The Labatt decision draws a distinction between the ability to remedy the effect of a merger on competition and the ability to restore the market to pre-closing market conditions (the position advanced by the Commissioner). The Tribunal was of the view that mergers are not always prohibitively difficult to unwind, stating that “a merger can be broken up, competition can be restored, though it may be difficult to do and inconvenient.” In this case, the Tribunal found that the evidence presented by the Commissioner did not establish that, absent an order, the Tribunal’s remedies postclosing would not be effective in restoring the appropriate amount of competition. The Tribunal also noted that the expert evidence presented in support of the Commissioner’s application suffered “from the infirmity of addressing all issues from the perspective of U.S. law, which aims at restoring competition to pre-merger conditions” (emphasis added). The Tribunal clarified that, under Canadian law, the benchmark of whether closing would substantially impair the Tribunal’s ability to remedy a transaction is not whether the transaction could be unwound to restore competition to pre-closing market conditions; rather, the test is whether, post-closing, the Tribunal can still “restore competition to the point at which it can no longer be said to be substantially less than it was before the merger – to bring matters back to the point that the [substantial lessening of competition] ceases.”4


The Labatt decision is expected to restore balance to negotiations with the Bureau regarding the cases and circumstances where closing is allowed to proceed subject to the terms of an HSA. This is likely because the decision will have the effect of narrowing the conditions for the granting of interim orders by permitting them only where the evidence clearly establishes that, absent the interim order, the Tribunal’s ability to remedy the effects of the merger on competition would be significantly impaired.
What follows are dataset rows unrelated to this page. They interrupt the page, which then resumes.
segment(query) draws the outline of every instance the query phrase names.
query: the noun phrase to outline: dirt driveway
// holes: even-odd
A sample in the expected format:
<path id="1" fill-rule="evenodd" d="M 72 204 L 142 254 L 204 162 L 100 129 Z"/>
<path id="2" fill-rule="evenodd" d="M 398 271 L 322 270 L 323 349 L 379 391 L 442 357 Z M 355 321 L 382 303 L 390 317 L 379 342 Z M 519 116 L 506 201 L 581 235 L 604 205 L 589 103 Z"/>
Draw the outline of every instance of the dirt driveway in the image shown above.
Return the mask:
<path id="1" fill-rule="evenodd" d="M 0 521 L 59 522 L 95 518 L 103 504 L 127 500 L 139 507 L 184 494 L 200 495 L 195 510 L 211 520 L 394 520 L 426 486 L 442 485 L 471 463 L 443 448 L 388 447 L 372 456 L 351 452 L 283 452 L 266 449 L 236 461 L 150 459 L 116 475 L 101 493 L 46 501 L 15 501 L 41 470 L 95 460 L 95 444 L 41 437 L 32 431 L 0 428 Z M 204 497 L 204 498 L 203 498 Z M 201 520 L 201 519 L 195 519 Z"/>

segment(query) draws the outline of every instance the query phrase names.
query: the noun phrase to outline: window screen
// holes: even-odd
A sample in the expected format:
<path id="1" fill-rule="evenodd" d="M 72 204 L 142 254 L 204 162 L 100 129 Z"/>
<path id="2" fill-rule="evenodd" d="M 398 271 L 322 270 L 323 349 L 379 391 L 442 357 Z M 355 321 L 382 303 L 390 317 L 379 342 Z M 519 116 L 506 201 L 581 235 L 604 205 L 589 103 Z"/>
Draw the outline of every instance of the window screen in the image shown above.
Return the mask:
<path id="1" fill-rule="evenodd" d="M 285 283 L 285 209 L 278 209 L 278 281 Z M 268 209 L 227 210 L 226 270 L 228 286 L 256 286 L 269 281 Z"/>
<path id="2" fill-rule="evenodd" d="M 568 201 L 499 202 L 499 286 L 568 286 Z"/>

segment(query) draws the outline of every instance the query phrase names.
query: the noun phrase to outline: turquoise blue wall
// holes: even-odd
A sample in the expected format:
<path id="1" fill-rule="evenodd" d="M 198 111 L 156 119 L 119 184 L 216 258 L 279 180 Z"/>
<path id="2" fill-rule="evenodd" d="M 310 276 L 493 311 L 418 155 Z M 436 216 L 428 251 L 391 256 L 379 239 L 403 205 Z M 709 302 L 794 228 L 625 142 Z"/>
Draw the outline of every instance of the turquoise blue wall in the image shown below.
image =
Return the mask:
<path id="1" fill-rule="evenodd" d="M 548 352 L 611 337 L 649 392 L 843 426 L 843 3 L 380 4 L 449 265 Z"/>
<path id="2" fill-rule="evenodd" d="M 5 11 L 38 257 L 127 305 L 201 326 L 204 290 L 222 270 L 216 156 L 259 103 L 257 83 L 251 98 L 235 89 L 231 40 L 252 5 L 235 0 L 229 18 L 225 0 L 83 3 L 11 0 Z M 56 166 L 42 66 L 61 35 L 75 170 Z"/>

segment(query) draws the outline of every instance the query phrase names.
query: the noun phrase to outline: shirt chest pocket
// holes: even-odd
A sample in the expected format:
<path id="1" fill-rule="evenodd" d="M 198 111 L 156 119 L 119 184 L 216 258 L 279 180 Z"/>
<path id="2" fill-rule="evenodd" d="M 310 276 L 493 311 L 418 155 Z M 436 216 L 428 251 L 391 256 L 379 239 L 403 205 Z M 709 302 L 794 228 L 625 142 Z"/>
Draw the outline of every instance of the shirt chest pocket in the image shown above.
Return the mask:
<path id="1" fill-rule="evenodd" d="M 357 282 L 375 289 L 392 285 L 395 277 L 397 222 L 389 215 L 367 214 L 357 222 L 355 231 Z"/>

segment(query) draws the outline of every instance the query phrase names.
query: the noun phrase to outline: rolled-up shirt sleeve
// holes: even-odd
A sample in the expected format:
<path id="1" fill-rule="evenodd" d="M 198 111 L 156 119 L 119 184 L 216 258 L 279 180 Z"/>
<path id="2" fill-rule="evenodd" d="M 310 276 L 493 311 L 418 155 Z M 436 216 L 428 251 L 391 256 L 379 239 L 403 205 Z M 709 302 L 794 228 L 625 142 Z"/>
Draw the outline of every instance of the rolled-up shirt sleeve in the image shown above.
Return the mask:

The evidentiary burden that the Commissioner must meet to satisfy the test is high: it requires the Commissioner to put forward specific and compelling evidence as to why, in order to preserve the Tribunal’s ability to issue a remedial order, the statutory waiting period should be extended. The Tribunal expressed the view that obtaining injunctive relief cannot be reduced to a simple matter based on the Commissioner’s need for more time to examine a merger. The Labatt decision confirms that such orders are extraordinary remedies to be granted in limited circumstances. There will thus be a “heightened expectation” that the Bureau should complete its review of mergers quickly and, in certain cases, within the prescribed maximum 42-day waiting period.

While merging parties have often waited for the Commissioner to complete her merger review before proceeding to close (even when it extended beyond the applicable waiting period), the Labatt decision may now cause merging parties to take a stricter view of the statutory waiting periods and, in appropriate cases, consider closing immediately upon expiry of the applicable period. The Tribunal’s decision also sends a clear signal that, absent compelling evidence going to the heart of the Tribunal’s ability to issue an effective remedial order post-closing, business transactions cannot be jeopardized or delayed by an extended merger review.

Whether the Commissioner will now be more open to negotiating or proactively seeking HSAs in cases in which the Commissioner believes that further time is needed but the parties affirm that they need to close for commercial reasons remains unclear. However, the Labatt decision does make it more likely that certain mergers, while raising competition issues, can close (perhaps on the basis of a negotiated HSA) upon the expiry of the applicable statutory waiting period.